Economistas ajustam expectativas para inflação de 2026 e 2027; veja Focus
O Relatório Focus desta segunda-feira (31) revelou ajustes nas expectativas para a inflação de 2026 e 2027. A mediana do IPCA 2026 caiu para 5,01%, enquanto a de 2027 subiu para 4,28%. Confira os números.
Os economistas ouvidos pelo Banco Central ajustaram as projeções para a inflação de 2026 e 2027, conforme o Relatório Focus divulgado nesta segunda-feira (31). A mediana do IPCA de 2026 caiu de 5,02% para 5,01%, na primeira queda semanal, mas segue acima do patamar de 5%, ponto de atenção para a leitura do mercado.
A melhora não se espalhou para todos os horizontes. Para 2027, a projeção do IPCA subiu de 4,25% para 4,28%, na terceira semana consecutiva de alta. Já as estimativas para 2028 e 2029 ficaram estáveis em 3,80% e 3,50%, respectivamente.
Na atividade econômica, a projeção para o PIB de 2026 voltou a cair, passando de 1,95% para 1,92%, no segundo recuo semanal seguido. Para 2027, a mediana permaneceu em 1,50%; para 2028, ficou em 1,98%; e, para 2029, seguiu em 2%. Nesta terça-feira (1), o mercado recebe os novos dados do PIB brasileiro.

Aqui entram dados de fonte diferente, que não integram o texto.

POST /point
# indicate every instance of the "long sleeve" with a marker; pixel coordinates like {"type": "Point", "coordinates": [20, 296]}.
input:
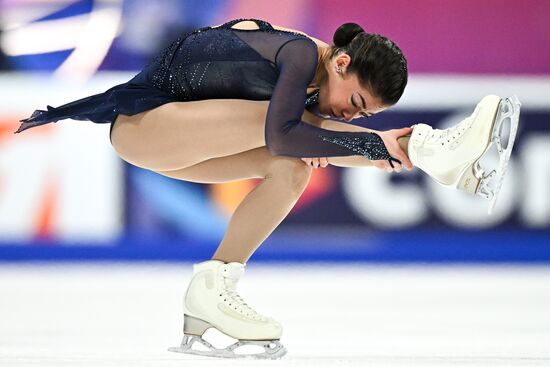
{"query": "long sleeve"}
{"type": "Point", "coordinates": [286, 134]}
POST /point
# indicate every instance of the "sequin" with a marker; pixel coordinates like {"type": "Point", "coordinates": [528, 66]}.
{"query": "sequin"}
{"type": "Point", "coordinates": [371, 145]}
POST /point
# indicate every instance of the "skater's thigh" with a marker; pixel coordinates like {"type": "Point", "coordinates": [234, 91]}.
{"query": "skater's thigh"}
{"type": "Point", "coordinates": [180, 134]}
{"type": "Point", "coordinates": [254, 163]}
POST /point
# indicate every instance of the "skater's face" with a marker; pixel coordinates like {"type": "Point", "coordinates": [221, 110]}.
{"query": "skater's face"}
{"type": "Point", "coordinates": [343, 97]}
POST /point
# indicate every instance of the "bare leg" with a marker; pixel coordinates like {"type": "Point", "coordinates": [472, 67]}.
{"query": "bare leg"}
{"type": "Point", "coordinates": [264, 208]}
{"type": "Point", "coordinates": [220, 141]}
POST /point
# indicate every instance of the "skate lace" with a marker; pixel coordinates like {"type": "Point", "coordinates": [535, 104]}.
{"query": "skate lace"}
{"type": "Point", "coordinates": [450, 135]}
{"type": "Point", "coordinates": [235, 301]}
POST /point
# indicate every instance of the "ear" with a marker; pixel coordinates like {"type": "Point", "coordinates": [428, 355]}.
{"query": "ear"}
{"type": "Point", "coordinates": [343, 60]}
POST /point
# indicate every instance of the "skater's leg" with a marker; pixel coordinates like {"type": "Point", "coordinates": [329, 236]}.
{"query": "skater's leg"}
{"type": "Point", "coordinates": [263, 209]}
{"type": "Point", "coordinates": [181, 134]}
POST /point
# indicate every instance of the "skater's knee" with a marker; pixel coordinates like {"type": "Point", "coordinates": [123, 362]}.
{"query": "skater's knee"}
{"type": "Point", "coordinates": [292, 171]}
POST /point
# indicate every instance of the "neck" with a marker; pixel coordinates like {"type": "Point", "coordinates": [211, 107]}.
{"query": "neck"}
{"type": "Point", "coordinates": [322, 67]}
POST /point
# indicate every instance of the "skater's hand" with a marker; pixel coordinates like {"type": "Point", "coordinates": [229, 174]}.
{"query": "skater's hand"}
{"type": "Point", "coordinates": [316, 162]}
{"type": "Point", "coordinates": [390, 141]}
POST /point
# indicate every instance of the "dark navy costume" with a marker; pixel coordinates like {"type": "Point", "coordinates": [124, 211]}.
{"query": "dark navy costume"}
{"type": "Point", "coordinates": [222, 62]}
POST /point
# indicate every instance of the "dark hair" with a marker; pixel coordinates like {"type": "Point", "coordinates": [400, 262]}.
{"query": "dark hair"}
{"type": "Point", "coordinates": [378, 62]}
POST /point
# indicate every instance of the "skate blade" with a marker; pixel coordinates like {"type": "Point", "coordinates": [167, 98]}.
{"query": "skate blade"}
{"type": "Point", "coordinates": [273, 349]}
{"type": "Point", "coordinates": [509, 109]}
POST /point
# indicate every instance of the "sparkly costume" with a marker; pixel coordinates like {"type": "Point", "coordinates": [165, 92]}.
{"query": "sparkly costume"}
{"type": "Point", "coordinates": [222, 62]}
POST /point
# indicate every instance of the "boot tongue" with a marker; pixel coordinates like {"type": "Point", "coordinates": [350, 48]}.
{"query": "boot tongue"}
{"type": "Point", "coordinates": [233, 270]}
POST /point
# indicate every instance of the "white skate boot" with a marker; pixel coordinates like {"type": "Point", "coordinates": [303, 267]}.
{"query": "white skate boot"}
{"type": "Point", "coordinates": [212, 301]}
{"type": "Point", "coordinates": [451, 156]}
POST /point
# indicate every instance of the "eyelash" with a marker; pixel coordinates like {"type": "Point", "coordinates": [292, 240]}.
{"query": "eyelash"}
{"type": "Point", "coordinates": [354, 105]}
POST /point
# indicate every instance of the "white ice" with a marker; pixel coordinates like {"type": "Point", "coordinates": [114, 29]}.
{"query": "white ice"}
{"type": "Point", "coordinates": [113, 314]}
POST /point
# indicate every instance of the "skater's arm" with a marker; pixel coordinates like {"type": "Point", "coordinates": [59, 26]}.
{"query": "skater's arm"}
{"type": "Point", "coordinates": [350, 161]}
{"type": "Point", "coordinates": [286, 134]}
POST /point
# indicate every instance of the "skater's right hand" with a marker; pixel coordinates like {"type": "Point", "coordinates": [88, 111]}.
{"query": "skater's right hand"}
{"type": "Point", "coordinates": [392, 145]}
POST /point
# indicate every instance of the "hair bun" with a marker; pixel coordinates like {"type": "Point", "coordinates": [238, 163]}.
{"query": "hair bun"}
{"type": "Point", "coordinates": [345, 33]}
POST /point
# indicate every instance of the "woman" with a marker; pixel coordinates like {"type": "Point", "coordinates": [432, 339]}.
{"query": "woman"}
{"type": "Point", "coordinates": [227, 103]}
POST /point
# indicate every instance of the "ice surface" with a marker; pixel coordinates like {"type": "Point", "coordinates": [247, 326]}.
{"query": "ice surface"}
{"type": "Point", "coordinates": [114, 314]}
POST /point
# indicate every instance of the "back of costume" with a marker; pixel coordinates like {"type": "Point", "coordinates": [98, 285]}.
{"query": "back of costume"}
{"type": "Point", "coordinates": [223, 62]}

As expectativas para câmbio e juros vieram sem alterações relevantes. O dólar projetado para o fim de 2026 permaneceu em R$ 5,20, enquanto a Selic esperada para o mesmo período seguiu em 13,75% ao ano. Para os anos seguintes, o Focus manteve a trajetória de queda gradual dos juros, com Selic em 12% em 2027, 10,50% em 2028 e 10% em 2029.

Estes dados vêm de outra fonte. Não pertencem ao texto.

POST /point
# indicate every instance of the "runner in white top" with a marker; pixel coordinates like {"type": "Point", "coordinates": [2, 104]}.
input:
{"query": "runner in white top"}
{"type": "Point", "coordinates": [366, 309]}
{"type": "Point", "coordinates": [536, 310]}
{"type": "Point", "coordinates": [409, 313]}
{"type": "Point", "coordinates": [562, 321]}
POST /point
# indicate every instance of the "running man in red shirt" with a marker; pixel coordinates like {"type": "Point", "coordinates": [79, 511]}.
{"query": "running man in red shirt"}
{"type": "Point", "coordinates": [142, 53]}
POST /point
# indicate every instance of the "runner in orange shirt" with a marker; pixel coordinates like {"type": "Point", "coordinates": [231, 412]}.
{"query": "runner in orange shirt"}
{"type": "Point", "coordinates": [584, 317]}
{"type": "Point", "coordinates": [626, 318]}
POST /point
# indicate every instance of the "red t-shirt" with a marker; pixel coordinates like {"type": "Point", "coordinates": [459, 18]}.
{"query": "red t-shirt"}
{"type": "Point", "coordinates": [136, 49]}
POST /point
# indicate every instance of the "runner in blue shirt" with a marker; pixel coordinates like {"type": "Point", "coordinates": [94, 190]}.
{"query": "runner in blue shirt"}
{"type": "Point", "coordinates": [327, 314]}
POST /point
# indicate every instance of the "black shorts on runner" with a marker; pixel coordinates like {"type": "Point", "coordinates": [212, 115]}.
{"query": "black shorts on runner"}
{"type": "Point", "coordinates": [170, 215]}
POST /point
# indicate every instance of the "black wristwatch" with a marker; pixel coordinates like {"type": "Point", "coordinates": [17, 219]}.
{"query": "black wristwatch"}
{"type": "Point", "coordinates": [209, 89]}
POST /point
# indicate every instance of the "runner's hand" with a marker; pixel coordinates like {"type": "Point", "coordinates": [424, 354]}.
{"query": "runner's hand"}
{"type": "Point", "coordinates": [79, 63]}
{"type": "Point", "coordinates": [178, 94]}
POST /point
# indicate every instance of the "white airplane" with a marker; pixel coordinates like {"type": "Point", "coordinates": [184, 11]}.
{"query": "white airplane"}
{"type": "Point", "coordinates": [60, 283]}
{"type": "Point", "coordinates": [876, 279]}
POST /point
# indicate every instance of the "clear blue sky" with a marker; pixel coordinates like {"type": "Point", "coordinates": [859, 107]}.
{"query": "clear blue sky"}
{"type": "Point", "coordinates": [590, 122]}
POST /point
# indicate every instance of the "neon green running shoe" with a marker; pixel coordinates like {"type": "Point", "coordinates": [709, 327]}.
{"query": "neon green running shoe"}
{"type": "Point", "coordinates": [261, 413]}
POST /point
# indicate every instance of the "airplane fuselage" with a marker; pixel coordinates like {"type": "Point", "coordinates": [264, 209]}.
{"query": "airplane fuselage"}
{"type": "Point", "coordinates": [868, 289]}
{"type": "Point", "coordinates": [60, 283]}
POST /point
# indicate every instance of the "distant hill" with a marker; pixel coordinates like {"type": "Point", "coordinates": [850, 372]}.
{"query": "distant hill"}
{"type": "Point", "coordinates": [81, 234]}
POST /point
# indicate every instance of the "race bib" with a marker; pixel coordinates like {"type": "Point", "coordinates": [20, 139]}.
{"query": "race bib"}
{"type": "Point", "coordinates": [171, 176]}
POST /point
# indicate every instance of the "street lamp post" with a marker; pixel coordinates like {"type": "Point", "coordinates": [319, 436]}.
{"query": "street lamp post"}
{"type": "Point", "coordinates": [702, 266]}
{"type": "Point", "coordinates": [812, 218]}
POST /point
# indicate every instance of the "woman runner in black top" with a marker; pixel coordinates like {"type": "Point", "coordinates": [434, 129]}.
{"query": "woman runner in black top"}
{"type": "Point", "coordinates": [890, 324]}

Projeções do Focus para 2026 a 2029
- IPCA 2026: de 5,02% para 5,01%
- IPCA 2027: de 4,25% para 4,28%
- IPCA 2028: 3,80% (estável)
- IPCA 2029: 3,50% (estável)
- PIB 2026: de 1,95% para 1,92%
- PIB 2027: 1,50% (estável)
- PIB 2028: 1,98% (estável)
- PIB 2029: 2% (estável)
- Selic 2026: 13,75% (estável)
- Selic 2027: 12% (estável)
- Selic 2028: 10,50% (estável)
- Selic 2029: 10% (estável)
- Dólar 2026: R$ 5,20 (estável)
Os dados do Focus servem como termômetro das expectativas do mercado, mas não são compromisso de realização. A leitura dos economistas é que a inflação de 2026 segue acima da meta, o que mantém a atenção sobre os próximos passos da política monetária.